Conference call and webcast

Etalon Group will host a conference call and webcast to discuss its IFRS financial results for the six months ended 30 June 2012 and its operating results for the three months ended 30 September 2012 today at 14:00 London time (17:00 Moscow; 09:00 New York).

Etalon Group CFO Anton Evdokimov and Head of Investments Dmitri Boulkhoukov will present the 6M 2012 IFRS financial results and 3Q 2012 operating results, followed by a question and answer session for conference call participants.

The dial-in and online viewing details are below:


Toll numbers:

+44 (0) 20 3003 2666 – London
+7 499 272 4337 – Moscow
+1 646 843 4608 – New York

Toll free numbers:

8 10 8002 1774011 – Russia (from Moscow only)
0808 109 0700 – UK
1 866 966 5335 – USA

Conference Call Password: Etalon

Etalon Group IR Team

T: +44 (0) 20 8123 1328

M: Communications

Sam VanDerlip
T: +44 (0) 20 7920 2356

Tom Blackwell
T: +7 495 363 2841 

About Etalon Group

History and Overview

Founded in 1987 by Viacheslav Zarenkov, Etalon Group has become one of Russia's largest residential real estate developers. With a 25-year history, the Company has one of the longest and most successful track records in the Russian real estate industry.

Today Etalon Group is a leading player in Russia’s “Golden Triangle” – St Petersburg, Moscow and the greater Moscow area, with a dominant position in the “comfort class” segment. The Company’s strong foothold in these markets is reinforced further by its unique nationwide sales network covering 9 of the 10 wealthiest regions of Russia, and spanning 30 cities in total. The sales network generates up to 30% of Etalon Group’s revenue, and has been an important source of stable demand especially throughout the last crisis.

Etalon Group is one of the only truly vertically integrated businesses in the Russian real estate sector. The Company does everything from acquiring land to sales and cash collections from its customers, which enables it to maximise margins throughout the value chain, and reduces exposure to cost inflation from external service providers. Etalon Group is a company of scale, with a total of 40 business units that employ over 4,000 people, two strong management companies, five general contractors, 16 subcontractors, a crane company, a brick factory and a nationwide sales network.
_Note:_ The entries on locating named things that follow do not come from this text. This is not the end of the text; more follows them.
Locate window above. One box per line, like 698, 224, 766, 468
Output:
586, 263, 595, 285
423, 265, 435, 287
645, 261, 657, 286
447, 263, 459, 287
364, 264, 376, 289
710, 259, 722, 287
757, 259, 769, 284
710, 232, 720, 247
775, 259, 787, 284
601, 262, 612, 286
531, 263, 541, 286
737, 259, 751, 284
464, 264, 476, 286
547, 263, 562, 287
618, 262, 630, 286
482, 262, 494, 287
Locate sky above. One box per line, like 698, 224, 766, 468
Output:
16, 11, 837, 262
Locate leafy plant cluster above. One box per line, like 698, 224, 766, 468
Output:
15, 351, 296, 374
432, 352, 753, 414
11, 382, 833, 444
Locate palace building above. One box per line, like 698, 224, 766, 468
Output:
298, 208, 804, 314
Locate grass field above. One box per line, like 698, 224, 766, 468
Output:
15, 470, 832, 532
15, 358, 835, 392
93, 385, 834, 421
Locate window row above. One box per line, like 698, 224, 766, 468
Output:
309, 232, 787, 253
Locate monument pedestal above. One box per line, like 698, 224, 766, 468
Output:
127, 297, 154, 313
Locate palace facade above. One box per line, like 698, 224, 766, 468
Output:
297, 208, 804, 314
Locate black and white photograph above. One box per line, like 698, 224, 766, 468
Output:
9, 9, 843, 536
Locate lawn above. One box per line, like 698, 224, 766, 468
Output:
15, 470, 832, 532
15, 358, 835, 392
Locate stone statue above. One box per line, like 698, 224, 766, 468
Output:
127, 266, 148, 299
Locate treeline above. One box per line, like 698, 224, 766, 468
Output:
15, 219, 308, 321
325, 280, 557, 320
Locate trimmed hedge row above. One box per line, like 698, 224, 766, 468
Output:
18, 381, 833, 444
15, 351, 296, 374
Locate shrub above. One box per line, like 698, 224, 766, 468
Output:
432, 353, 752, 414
Etalon Group’s strong financial position is driven by its effective pre-sales business model. The Company aims to pre-sell 70-90% of all residential space before a building is delivered. It also targets an average down payment of 50%. This allows Etalon Group to finance the construction process using primarily money from customers, as opposed to using the loans or funding from shareholders.

In addition to homebuilding, Etalon Group’s long history and superior quality offering has helped it to become a trusted industrial construction partner for clients like General Motors, Toyota, Ford Motors, Bosch, Siemens, Nissan, Suzuki and Gazprom in northwest Russia.

Since 20 April 2011, Etalon Group Limited has had its GDRs traded on the Main Market of the London Stock Exchange.

Operational and Financial Highlights

As of 31 December 2011, Etalon Group’s portfolio comprised 31 projects, with a total of 3.25 million sqm of unsold net sellable area ("NSA") in the St. Petersburg and Moscow Metropolitan Areas. Jones Lang LaSalle valued this portfolio at USD 1,714 million, a 20% increase in the market value from YE 2010.

For the year ended 31 December 2011, Etalon Group’s new contract sales totalled 270,012 sqm, or RUR 18,306 million. Deliveries in 2011 totalled 328 thousand sqm.

The Company recorded revenues of RUB 22.7 billion (USD 774 million) and EBITDA of RUB 8.2 billion (USD 279 million), with an EBITDA margin of 36% for the year ended 31 December 2011, making it one of the most profitable players in the sector.

Etalon Group’s net cash position at 31 December 2011 was USD 167 million, leaving it well positioned to fund continued dynamic growth.